We developed and validated a new survey instrument for assessing the role of automated governance "bots" within online communities. These bots play important roles in creating more equitable and accessible communities while reducing the challenges for human moderators, but their impacts on end users was poorly understood. Collaborating with an established organizational psychologist, we iteratively developed and validated a new survey instrument to measure the effects of bots on users' sense of virtual community across a diverse sub-reddits. This instrument pre-dates the deployment of bots leveraging large language models but is already having an impact by allowing researchers to measure the effects of these LLM-based bots on online community dynamics.
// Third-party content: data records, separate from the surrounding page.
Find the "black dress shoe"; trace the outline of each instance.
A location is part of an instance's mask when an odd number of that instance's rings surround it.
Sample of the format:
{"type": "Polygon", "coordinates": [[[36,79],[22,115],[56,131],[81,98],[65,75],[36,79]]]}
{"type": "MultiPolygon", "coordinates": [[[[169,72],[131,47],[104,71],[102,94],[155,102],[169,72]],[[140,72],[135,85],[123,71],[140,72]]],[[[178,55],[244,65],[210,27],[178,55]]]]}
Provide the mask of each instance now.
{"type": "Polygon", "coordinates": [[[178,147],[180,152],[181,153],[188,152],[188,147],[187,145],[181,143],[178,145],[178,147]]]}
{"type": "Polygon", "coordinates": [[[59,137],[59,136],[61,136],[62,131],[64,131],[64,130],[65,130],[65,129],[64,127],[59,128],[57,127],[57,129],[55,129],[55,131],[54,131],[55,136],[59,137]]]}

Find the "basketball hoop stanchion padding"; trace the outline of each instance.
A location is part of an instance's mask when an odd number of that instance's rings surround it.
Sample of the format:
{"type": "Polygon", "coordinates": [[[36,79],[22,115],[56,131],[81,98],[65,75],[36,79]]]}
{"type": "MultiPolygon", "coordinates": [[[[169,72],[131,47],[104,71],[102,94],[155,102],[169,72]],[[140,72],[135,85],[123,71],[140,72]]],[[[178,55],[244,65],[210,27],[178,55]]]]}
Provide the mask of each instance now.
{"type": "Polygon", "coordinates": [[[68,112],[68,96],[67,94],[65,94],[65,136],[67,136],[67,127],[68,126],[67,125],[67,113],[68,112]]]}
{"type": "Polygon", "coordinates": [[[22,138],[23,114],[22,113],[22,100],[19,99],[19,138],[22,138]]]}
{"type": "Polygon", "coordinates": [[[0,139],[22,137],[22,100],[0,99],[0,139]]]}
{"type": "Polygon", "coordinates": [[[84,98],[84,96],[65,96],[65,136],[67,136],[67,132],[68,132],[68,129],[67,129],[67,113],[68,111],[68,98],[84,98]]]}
We extended the findings about diverse senses of virtual community across sub-reddits to focus on a large and influential online community for marginalized groups. Using a combination of surveys and interviews, we illustrated the challenges and opportunities of governing large online commnunities for minority groups through a combination of verification and unique moderation strategies. These findings have important implications for improving trust and safety mechanisms for marginalized people as new social media platforms like Mastodon, Bluesky, and Threads emerge.
This project also spanned two major disruptions. The first was the COVID-19 pandemic. We analyzed how similar online communities managed different motivations and identities in responding to the earliest phases of the pandemic. We also examined how Wikipedia engaged in high-tempo collaborations to produce and govern content about the virus, disease, and pandemic through the early months of the pandemic. Our project also had to manage severe disruptions resulting from Reddit's closure of the Pushshift API in spring 2023, which required us to improvise and rebuild alternative data infrastructures to continue our research. Our experience mangaging this disruption to our external data source led us to submit a follow-up NSF grant opportunity to responsibly build and govern research data infrastructure for social media data outside of social media companies.